Un carro bomba más en Colombia
Esta mañana Colombia se levantó con una noticia como esas de aquellos años negros que hoy recordamos con terror: los años de Pablo Escobar y muchos de los que le siguieron, días en los que un carro bomba, aunque asustara con su estruendo, no extrañaba a nadie.
Hoy extrañó un poco más, pero no lo suficiente. Y el problema no es tanto que el carro bomba, el atentado como tal, no nos extrañe. El problema es que en Colombia la muerte no nos asombra, ha perdido gran parte de su sentido, de ese que debe darle el valor de la vida, no solo de la propia, sino la de los demás.
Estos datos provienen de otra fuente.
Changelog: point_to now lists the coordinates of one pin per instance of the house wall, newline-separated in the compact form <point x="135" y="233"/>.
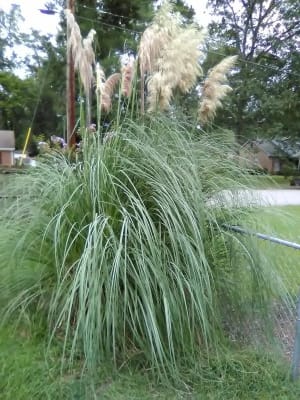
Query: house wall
<point x="6" y="158"/>
<point x="271" y="164"/>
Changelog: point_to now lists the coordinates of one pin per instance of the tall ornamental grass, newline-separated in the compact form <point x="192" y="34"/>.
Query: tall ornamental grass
<point x="123" y="254"/>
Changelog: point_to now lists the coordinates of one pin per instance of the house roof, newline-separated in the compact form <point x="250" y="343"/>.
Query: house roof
<point x="280" y="148"/>
<point x="7" y="140"/>
<point x="270" y="148"/>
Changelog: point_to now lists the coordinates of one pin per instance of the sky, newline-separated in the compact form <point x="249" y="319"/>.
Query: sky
<point x="33" y="18"/>
<point x="48" y="24"/>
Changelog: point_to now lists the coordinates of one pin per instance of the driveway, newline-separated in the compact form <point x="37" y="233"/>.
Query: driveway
<point x="268" y="197"/>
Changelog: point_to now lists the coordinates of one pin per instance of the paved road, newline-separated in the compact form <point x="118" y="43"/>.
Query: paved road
<point x="270" y="197"/>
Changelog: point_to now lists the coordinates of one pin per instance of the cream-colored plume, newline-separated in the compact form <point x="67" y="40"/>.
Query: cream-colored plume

Aquí desde hace mucho los muertos pasaron a ser números, cifras sin rostro que inundan los noticieros y los periódicos. Las masacres están llenas de sumas de ese estilo que pasan de boca en boca sin ser comprendidas y sin escandalizar.
En Colombia ya es normal hablar de X número de muertos sin que ellos represente nada fuera de lo común.
Como decía, esta mañana amanecimos con una noticia negra y el país se volvió a untar de anestesia. A mí me preguntó una señora, mientras miraba un televisor en un sitio público y sin disimular una extraña risa que no pude comprender: «¿y a cuántos mataron esta vez?»
La pregunta no era una preocupación, sino una curiosidad.
Tampoco hubo un alivio cuando le dije que a ninguno; simplemente indiferencia.
Mientras en otros lugares del mundo una muerte es motivo de luto nacional y de conmoción, aquí cientos de ellas son un hecho más que, probablemente, nunca llegará a esclarecerse ni a terminar en un juicio justo.
Entiendo que ha sido demasiada la sangre que hemos visto correr y que cuando algo pasa tantas veces empieza a verse como algo común. Pero, hablando de la vida específicamente, es una obligación que eso no suceda jamás.
Tenemos que despertarnos; necesitamos amar la vida y que nos duela la muerte.
Irónicamente, me toca recurrir a cuatro palabras que fueron usadas hasta el cansancio por Mockus en su campaña: «La vida es sagrada«.
No puede ser de otro modo; esa tiene que ser la base.